Margin expansion across the group helped operating profits grow 4.5% to €3bn (£2.5bn) and net income was €1.8bn, compared with €1.4bn in the previous year.
Danone this morning announced a new strategy in a bid to become more agile and reactive to fast-moving trends, as well as launching a €1bn efficiency programme.
CEO Emmanuel Faber said: “With the upcoming addition of WhiteWave, we will soon start a whole new and exciting chapter of our alimentation revolution journey.
“While we delivered a robust performance leading to a very strong recurring EPS growth in 2016, the challenges we faced, including a slower turnaround of dairy in Europe and major market volatility, are a clear case to step up in our ability to seize consumer opportunities and improve our efficiency.”
He added: “Today’s announced changes will drive horizontal collaboration and vertical delegation across our entire organization, making us more agile to grow, closer to consumers, and driving consistency in resource allocation.
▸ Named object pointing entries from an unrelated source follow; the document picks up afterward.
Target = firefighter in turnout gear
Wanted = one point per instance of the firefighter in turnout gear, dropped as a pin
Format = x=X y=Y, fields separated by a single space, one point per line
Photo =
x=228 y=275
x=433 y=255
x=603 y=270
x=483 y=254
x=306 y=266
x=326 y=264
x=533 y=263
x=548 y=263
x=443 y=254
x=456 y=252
On one hand, I have decided to address our efficiency agenda in a radically new way, and to launch a comprehensive, company-wide program allowing us to spend better and more sustainably and to work more efficiently. On the other hand, fuelled by resources generated from higher efficiency, our new integrated growth and innovation process will gradually bring our brands into an entirely new level of relevance with their communities of consumers, which is the core of the alimentation revolution.”
Shares in Danone dropped by €1 as markets opened but are currently trading just 0.2% down at €59.93.
Yesterday in the City
The FTSE 100 slipped back 0.1% (10 points) to 7,268.56 points as the latest measure of cost of living increased to the highest level since June 2014. The consumer prices index showed inflation in January rose to 1.8%, from 1.6% in December, to get closer to the Bank of England’s target of 2%.
Blue-chip companies such as Reckitt Benckiser (RB), Compass Group (CPG), Imperial Brands (IMB), Diageo (DGE) and Unilever (ULVR) all finished in the red, falling 2% to 6,935p, 1.2% to 1,428p, 0.9% to 3,721p, 0.4% to 2,243p and 0.2% to 3,291p respectively.
Marks & Spencer (MKS), Tesco (TSCO) and Sainsbury’s (SBRY) escaped the sell-off, rising 0.5% to 336.8p, 0.2% to 197.2p and 0.2% to 266.3p.
Outside London’s leading shares Dairy Crest (DCG) recovered some of last week’s losses, climbing 1.3% to 567p. Ocado (OCDO) also made more gains, up 0.9% to 260.5p, and Greencore (GNC) increased 0.8% to 253p.
Value meat retailer Crawshaw (CRAW) continued its nightmare run, plunging more than 10% to 15.2p. The firm has lost 33% of its value so far in 2017 and is down more than 80% in the past 12 months. Crawshaw emerged from obscurity as a micro-stock, trading at less than 4p in 2013, to hit heights of 90p-plus in 2015 as consumers deserted the supermarkets in search of cheaper food. However, as the big four have fought back in 2016, investing heavily in the meat aisle, footfall to Crawshaw stores has collapsed.